Third paragraph page 446:
A floating bomb with the potential to devastate the lower half of Manhattan Island, The Mongol Invader was driven through the unruly waves at 25 knots by her great twin bronze screws, her forward underwater prow shrugging aside the water with deceptive ease. Flights of gulls came and circled but, sensisng and ominous aura about her, they remained strangely silent and soon winged away.
Skip down 2 paragraphs:
He walked back onto the bridge, crossed his arms and ran his eye along the course he'd laid out on the chart, following the red line that traveled past Rockaway Point, then Norton Point at Seagate, before moving under the Verrazano Bridge that spanned Brooklyn and Staten Island. From there the line ran up the center of the Upper Bay and beyond the Statue of Liberty and Ellis Island. Once past Battery Park, the red line made a sharp right turn into the shore and ended at the base of the twin World Trade Center towers.
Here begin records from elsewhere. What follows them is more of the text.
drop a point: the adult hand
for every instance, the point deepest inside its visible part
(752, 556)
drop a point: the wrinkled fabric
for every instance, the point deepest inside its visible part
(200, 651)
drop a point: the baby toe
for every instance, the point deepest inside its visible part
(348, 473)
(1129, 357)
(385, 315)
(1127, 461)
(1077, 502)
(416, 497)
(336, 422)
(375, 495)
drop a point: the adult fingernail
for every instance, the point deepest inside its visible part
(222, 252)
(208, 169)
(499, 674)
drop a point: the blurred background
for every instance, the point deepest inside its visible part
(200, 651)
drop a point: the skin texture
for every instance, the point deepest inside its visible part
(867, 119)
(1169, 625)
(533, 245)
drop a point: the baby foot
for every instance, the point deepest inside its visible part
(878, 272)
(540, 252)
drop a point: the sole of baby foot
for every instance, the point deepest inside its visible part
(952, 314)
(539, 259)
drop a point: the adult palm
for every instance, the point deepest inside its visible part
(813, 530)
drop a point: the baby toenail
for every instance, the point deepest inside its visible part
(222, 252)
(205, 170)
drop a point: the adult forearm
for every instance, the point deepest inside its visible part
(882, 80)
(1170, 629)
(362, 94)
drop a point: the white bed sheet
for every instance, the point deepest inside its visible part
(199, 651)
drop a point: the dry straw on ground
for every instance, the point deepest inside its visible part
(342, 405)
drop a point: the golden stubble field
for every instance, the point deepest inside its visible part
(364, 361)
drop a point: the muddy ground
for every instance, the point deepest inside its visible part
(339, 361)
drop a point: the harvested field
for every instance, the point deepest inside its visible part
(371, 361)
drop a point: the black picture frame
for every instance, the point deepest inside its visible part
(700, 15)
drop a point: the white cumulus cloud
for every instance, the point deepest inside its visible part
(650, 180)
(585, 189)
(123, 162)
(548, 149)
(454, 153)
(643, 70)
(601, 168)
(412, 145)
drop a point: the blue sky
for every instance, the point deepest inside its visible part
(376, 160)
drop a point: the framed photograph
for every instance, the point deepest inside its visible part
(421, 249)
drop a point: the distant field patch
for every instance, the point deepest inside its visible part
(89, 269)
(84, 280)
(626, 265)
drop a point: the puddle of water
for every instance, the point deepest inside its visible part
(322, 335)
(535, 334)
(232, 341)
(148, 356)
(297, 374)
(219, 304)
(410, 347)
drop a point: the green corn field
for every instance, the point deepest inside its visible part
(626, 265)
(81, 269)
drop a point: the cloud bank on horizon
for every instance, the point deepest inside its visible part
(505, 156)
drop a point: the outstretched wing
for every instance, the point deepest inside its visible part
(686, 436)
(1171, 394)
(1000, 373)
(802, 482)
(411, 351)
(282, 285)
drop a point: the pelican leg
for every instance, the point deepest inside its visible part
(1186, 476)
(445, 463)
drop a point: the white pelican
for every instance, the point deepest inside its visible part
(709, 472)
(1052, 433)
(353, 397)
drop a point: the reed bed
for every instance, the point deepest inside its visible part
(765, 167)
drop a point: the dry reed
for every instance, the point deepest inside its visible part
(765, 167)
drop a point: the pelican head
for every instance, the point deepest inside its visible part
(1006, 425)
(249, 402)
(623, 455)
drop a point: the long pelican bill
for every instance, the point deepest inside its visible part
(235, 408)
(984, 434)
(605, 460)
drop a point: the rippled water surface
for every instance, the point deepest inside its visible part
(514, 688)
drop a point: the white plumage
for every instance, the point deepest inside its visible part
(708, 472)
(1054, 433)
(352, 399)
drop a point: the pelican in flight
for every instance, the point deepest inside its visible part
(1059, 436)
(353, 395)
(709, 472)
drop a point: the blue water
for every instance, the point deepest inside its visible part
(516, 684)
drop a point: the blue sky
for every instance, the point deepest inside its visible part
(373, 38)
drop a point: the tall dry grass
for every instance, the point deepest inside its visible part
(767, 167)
He flexed his muscular shoulders,his body attuned to the speeding mass of the ship below his feet. The Mongol Invader would not be stopped, could not be stopped before reaching her destiny. He would be remembered a thousand years years from now for achieving the worst man-made disaster ever attempted against the United States.
Is this eerie, if Cussler only knew what was in the future when he wrote this novel. Very upsetting.